Observing single molecules in yeast cells in real time, researchers have discovered that the promoter regions of two genes involved in the cell cycle not only act to encourage transcription; they also initiate a self-destruct timer that controls when the resulting messenger RNA (mRNA) molecules are degraded. The results, published today (December 22) in Cell, provide some of the first clues regarding how cells manage their mRNA levels, and could have implications for controlling cell division in cancer.
“Our findings indicate that genes making proteins whose levels must be carefully controlled contain promoter regions that sentence their mRNA molecules to death even as the mRNA is being born,” senior author Robert Singer of the Gruss Lipper Biophotonics Center and Albert Einstein College of Medicine of Yeshiva University said in a press release. “Their lifespans are determined at the moment of their birth.”

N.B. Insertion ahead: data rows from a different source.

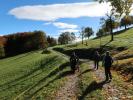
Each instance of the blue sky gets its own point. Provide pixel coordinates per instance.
(51, 16)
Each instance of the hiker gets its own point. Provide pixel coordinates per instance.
(74, 62)
(107, 63)
(96, 59)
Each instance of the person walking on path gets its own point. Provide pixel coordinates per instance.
(107, 63)
(96, 60)
(74, 61)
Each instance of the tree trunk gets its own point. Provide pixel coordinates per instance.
(111, 30)
(125, 27)
(82, 39)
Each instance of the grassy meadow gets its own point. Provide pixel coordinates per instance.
(121, 49)
(32, 75)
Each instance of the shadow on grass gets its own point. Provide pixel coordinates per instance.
(52, 73)
(92, 87)
(24, 77)
(61, 75)
(86, 71)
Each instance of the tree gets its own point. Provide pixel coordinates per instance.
(125, 21)
(65, 37)
(88, 32)
(109, 24)
(82, 34)
(100, 33)
(51, 41)
(123, 7)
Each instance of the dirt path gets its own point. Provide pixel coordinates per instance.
(70, 90)
(112, 90)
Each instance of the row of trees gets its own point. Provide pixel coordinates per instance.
(119, 16)
(68, 37)
(23, 42)
(17, 43)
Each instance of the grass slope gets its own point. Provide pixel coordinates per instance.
(32, 76)
(121, 49)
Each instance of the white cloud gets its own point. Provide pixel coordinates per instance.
(64, 25)
(56, 11)
(69, 30)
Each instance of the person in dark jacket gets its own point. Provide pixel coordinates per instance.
(96, 59)
(74, 61)
(107, 63)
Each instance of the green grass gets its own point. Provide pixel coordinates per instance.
(32, 75)
(90, 89)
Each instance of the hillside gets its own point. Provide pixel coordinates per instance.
(121, 49)
(31, 75)
(47, 76)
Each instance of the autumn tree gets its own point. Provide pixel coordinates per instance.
(88, 32)
(126, 21)
(51, 41)
(66, 37)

Specifically, the promoter regions of SWI5 and CLB2—both genes critical for regulating the cell cycle—recruit a protein called Dbf2p to jump onto the mRNAs during transcription. In the cytoplasm, another protein, called Dbf20p, joins Dbf2p, essentially tagging the mRNA for destruction.
Due to SWI5 and CLB2’s involvement in the cell cycle, the results could be relevant for developing anti-cancer therapeutics, Singer said. “Once you gain insight into the mechanisms controlling the cell cycle and cell division, you can propose targeted therapies for regulating the uncontrolled cell division that characterizes cancer.”